Natural products with their diverse chemical structures and pharmacological benefits can serve as substrates to treat drug resistance. Natural products do so by two approaches. The first is they reduce drug efflux and thus maintain optimum concentration of the drug. The P-gp transporter protein is responsible for efflux of cancer drugs. Binding of P-gp to the drug results in activation of its ATP-binding domain and hydrolysis of ATP causing a change in the shape of P-pg, leading to drug efflux. Natural products that can inhibit the action of the P-gp transport system are being developed. For example, tanshinone microemulsion can significantly reverse drug resistance of K562/ADM cells by inhibiting the P-gp efflux pump effect and increasing the intracellular concentration of chemotherapeutic drugs. Other natural products effective in combating drug resistance include tetrandrine, quercetin, grape-seed polyphenols, and tea polyphenol [44].

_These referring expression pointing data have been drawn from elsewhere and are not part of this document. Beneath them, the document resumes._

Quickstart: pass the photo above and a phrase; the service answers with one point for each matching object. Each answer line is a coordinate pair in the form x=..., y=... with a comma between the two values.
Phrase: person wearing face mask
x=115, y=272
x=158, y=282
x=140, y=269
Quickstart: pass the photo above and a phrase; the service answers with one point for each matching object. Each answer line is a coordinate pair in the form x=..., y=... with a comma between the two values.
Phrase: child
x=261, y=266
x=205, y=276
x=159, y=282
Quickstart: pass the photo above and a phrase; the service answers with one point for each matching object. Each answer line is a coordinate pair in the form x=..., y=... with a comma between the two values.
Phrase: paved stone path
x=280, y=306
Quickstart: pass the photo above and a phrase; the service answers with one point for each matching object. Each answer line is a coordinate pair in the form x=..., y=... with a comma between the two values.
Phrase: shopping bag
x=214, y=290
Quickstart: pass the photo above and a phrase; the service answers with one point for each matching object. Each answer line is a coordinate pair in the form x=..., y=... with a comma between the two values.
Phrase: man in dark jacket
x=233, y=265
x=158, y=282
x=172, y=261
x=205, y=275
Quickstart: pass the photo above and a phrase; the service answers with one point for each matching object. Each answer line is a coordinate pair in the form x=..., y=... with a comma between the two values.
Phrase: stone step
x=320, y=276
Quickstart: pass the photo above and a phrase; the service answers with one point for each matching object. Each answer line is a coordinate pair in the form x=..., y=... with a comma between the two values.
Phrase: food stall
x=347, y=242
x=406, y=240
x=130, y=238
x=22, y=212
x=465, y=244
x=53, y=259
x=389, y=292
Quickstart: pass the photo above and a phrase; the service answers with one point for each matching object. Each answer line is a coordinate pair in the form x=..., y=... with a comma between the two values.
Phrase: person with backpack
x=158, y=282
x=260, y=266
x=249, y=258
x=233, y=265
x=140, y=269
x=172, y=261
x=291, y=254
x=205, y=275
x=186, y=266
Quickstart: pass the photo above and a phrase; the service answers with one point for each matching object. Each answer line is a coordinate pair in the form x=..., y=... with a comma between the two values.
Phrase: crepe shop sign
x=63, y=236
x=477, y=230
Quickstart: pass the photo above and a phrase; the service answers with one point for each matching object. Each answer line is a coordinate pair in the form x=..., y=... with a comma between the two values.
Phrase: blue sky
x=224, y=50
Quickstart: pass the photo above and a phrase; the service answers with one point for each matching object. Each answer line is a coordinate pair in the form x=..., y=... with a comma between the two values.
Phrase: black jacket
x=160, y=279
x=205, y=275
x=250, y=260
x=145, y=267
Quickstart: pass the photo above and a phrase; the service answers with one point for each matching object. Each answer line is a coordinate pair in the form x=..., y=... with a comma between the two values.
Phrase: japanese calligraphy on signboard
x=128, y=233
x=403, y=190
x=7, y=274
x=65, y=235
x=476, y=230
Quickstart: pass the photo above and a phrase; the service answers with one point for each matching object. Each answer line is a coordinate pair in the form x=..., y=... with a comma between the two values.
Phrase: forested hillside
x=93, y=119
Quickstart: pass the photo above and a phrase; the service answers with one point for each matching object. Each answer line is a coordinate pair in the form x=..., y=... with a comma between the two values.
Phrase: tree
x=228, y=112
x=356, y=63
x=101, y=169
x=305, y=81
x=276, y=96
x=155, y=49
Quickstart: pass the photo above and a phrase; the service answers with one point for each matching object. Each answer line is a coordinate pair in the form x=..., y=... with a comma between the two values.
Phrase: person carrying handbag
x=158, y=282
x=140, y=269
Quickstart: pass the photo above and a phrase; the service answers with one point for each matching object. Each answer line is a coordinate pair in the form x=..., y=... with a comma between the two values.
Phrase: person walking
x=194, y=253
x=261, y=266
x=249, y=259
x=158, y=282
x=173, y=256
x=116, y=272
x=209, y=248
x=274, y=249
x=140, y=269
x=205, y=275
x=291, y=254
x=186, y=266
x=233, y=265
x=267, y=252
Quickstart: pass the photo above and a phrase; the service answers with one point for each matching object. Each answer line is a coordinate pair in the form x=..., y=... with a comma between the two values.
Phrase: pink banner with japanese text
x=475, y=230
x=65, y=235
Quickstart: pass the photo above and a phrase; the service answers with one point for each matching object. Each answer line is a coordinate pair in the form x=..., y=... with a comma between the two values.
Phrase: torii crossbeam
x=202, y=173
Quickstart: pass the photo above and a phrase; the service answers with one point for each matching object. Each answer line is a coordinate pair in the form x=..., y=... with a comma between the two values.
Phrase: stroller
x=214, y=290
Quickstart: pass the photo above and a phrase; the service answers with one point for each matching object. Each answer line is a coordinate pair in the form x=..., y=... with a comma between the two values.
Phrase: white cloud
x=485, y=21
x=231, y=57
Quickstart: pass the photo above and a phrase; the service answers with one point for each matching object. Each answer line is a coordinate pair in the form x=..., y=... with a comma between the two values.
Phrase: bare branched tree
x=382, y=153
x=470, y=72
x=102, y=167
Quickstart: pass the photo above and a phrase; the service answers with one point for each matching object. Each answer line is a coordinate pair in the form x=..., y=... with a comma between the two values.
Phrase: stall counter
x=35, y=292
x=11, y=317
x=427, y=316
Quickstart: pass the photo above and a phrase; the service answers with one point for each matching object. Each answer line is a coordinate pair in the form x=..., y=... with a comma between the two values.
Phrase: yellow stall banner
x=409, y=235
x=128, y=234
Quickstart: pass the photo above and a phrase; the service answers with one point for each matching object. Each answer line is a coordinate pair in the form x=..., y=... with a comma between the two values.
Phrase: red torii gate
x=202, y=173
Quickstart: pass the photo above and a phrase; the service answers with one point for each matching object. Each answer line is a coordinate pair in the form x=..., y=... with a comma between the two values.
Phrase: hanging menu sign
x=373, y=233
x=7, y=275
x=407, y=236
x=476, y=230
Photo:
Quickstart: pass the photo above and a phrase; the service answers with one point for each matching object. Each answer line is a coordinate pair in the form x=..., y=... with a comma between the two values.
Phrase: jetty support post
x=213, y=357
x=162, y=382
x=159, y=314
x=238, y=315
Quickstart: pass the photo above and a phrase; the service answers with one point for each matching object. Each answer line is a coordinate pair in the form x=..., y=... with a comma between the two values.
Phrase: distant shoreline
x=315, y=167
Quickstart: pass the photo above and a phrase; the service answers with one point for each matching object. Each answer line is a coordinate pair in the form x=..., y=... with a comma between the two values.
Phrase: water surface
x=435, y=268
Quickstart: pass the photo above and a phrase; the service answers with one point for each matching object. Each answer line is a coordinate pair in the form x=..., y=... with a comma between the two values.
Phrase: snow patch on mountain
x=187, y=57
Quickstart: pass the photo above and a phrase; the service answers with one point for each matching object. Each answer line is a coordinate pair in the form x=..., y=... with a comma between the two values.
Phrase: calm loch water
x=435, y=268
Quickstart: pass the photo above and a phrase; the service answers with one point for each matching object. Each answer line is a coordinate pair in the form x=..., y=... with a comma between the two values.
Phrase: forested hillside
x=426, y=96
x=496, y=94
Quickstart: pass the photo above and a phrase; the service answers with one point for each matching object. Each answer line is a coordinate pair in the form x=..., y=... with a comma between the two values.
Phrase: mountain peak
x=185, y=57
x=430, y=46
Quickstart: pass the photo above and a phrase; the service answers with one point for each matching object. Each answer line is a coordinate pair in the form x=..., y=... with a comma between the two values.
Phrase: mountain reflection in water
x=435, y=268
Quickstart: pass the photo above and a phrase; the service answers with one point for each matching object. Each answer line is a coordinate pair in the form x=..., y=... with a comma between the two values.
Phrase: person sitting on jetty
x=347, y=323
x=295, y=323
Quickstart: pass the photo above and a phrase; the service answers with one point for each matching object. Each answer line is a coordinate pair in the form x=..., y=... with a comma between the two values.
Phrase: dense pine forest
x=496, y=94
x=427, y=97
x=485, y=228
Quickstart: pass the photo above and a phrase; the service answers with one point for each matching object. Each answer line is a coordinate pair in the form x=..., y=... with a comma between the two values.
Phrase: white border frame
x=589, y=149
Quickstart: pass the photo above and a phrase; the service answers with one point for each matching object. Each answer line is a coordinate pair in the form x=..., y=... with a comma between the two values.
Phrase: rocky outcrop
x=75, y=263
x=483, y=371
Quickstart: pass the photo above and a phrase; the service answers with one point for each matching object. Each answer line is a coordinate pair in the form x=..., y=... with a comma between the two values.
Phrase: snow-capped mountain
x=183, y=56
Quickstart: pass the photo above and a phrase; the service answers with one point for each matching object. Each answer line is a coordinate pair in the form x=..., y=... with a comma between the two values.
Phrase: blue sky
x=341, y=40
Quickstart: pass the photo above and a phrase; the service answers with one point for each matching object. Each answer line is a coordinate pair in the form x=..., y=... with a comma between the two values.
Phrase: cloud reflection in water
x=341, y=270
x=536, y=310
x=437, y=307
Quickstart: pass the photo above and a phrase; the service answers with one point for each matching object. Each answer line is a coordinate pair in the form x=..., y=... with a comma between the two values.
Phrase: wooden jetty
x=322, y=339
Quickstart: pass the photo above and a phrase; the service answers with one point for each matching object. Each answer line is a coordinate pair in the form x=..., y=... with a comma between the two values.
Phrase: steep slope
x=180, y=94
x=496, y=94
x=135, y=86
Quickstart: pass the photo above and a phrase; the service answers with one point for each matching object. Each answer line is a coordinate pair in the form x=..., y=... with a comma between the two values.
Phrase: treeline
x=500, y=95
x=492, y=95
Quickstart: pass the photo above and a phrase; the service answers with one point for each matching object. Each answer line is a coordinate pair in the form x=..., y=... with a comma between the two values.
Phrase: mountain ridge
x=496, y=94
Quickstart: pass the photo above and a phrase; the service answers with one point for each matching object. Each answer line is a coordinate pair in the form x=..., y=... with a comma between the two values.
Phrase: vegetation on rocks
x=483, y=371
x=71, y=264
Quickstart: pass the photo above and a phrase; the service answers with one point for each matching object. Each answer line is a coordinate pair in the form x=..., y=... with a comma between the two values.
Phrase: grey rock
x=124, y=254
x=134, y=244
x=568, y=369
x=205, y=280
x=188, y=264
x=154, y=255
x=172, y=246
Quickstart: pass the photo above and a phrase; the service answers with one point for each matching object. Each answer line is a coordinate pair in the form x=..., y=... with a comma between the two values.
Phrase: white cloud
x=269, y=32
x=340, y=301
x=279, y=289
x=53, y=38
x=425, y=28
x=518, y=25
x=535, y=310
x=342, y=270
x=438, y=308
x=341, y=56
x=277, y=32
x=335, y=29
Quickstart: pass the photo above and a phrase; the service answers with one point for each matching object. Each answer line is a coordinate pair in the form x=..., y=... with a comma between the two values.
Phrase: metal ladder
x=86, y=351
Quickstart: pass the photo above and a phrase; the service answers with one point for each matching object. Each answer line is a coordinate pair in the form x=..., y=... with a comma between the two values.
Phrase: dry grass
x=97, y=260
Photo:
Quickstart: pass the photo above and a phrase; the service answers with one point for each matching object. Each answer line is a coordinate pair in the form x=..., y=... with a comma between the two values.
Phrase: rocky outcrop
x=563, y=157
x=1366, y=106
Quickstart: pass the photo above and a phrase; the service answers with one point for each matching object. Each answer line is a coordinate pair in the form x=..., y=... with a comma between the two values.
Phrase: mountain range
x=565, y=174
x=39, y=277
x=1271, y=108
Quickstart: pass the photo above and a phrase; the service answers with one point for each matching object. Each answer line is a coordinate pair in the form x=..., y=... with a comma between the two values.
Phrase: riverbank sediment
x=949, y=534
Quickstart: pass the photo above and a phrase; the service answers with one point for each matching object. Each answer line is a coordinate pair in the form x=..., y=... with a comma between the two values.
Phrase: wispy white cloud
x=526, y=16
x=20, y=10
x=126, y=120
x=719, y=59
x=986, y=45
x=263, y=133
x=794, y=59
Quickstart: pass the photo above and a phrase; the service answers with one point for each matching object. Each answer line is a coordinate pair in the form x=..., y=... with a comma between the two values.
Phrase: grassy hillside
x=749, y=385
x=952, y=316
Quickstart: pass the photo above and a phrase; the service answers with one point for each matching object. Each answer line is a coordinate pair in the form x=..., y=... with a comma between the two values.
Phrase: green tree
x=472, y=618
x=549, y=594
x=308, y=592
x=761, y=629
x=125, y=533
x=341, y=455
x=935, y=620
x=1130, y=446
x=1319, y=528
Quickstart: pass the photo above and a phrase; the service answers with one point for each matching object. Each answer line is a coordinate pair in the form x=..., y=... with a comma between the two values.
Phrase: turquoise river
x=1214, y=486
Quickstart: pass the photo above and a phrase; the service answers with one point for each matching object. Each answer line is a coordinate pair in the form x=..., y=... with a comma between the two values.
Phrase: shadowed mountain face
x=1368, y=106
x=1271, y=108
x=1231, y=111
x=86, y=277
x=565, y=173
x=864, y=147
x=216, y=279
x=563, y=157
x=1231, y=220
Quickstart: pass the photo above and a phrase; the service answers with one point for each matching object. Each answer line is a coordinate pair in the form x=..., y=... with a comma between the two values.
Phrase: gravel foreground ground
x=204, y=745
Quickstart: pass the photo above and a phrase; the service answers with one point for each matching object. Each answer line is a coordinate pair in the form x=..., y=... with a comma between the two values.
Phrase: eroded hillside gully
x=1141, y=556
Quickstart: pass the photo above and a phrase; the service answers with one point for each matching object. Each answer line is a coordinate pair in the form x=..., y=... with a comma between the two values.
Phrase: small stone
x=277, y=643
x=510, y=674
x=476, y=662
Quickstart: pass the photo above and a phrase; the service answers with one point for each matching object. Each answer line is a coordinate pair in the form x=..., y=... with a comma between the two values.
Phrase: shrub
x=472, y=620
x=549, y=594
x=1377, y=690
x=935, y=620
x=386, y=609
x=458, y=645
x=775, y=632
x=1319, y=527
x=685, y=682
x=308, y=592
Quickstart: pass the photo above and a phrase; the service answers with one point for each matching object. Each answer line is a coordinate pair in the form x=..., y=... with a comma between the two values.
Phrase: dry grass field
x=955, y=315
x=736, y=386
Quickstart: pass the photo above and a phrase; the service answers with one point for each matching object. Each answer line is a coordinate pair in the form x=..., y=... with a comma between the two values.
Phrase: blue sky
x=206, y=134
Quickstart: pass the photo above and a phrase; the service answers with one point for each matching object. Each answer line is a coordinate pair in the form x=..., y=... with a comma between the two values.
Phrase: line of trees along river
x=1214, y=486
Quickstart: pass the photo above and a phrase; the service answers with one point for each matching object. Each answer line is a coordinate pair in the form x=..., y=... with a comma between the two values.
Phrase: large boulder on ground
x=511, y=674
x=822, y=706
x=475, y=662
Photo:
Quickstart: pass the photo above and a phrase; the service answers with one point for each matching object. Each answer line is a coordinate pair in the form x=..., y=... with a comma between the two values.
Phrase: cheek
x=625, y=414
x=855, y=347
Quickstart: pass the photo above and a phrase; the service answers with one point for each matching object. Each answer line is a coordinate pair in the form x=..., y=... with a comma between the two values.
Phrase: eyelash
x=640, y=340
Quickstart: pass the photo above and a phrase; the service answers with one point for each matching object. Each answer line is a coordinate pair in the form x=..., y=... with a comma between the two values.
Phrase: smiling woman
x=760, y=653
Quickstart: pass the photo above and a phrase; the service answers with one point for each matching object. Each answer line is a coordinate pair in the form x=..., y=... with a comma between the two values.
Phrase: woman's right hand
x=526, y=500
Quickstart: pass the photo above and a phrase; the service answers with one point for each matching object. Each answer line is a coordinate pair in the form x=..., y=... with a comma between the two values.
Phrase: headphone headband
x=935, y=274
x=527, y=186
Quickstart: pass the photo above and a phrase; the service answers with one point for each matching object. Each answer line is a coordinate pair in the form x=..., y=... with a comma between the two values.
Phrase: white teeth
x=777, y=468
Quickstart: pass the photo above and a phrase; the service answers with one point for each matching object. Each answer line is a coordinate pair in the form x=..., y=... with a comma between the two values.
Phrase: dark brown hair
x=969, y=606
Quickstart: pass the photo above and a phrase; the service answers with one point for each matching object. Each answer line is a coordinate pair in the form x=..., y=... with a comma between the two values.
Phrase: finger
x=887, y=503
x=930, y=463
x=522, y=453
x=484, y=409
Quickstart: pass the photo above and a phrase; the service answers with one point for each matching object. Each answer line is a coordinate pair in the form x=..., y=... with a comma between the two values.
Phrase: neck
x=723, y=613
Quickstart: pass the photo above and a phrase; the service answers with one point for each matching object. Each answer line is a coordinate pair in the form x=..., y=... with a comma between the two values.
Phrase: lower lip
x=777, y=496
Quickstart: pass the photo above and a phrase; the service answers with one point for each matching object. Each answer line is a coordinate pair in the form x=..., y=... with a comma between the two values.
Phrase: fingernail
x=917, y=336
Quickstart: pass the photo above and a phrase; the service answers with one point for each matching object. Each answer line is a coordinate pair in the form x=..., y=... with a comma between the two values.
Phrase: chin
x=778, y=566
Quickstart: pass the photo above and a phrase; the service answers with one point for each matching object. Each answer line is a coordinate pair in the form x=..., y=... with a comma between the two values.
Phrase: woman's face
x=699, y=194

The second approach is they induce non-apoptotic cell death in cancer cells. Natural products induce non-apoptotic cell death processes like necroptosis (Shikonin and its analogs, MAM), autophagy (Arsenic trioxide, G. lucidum triterpene, resveratrol, oridonin, allicin), methuosis (chalcone; ginsenoside; curcumin; quercetin) and oncosis (sanguinarine, solamargine, artesunate, rosin) in cancer cells overcoming chemoresistance [45].

Fourteen single compounds shown to be able to overcome cancer cell drug resistance are evodiamine, peiminine, isorhynchophylline, berberine, ephedrine, ginsenoside Rb1, oridonin, oxymatrine, methylether-scutellarein, sodium norcantharidate, phenyl-propanoid glycoside, retinoic acid, schizandrin A, and baicalin [44]. There exists an inverse correlation between consumption of dietary polyphenols and the risk of cancer. Polyphenols possess antioxidant capacity and inhibit activation of procarcinogens, cancer cell proliferation, metastasis, angiogenesis and drug efflux transporters. They also induce apoptosis in cancer cells and modulate immune responses and inflammatory cascades [46].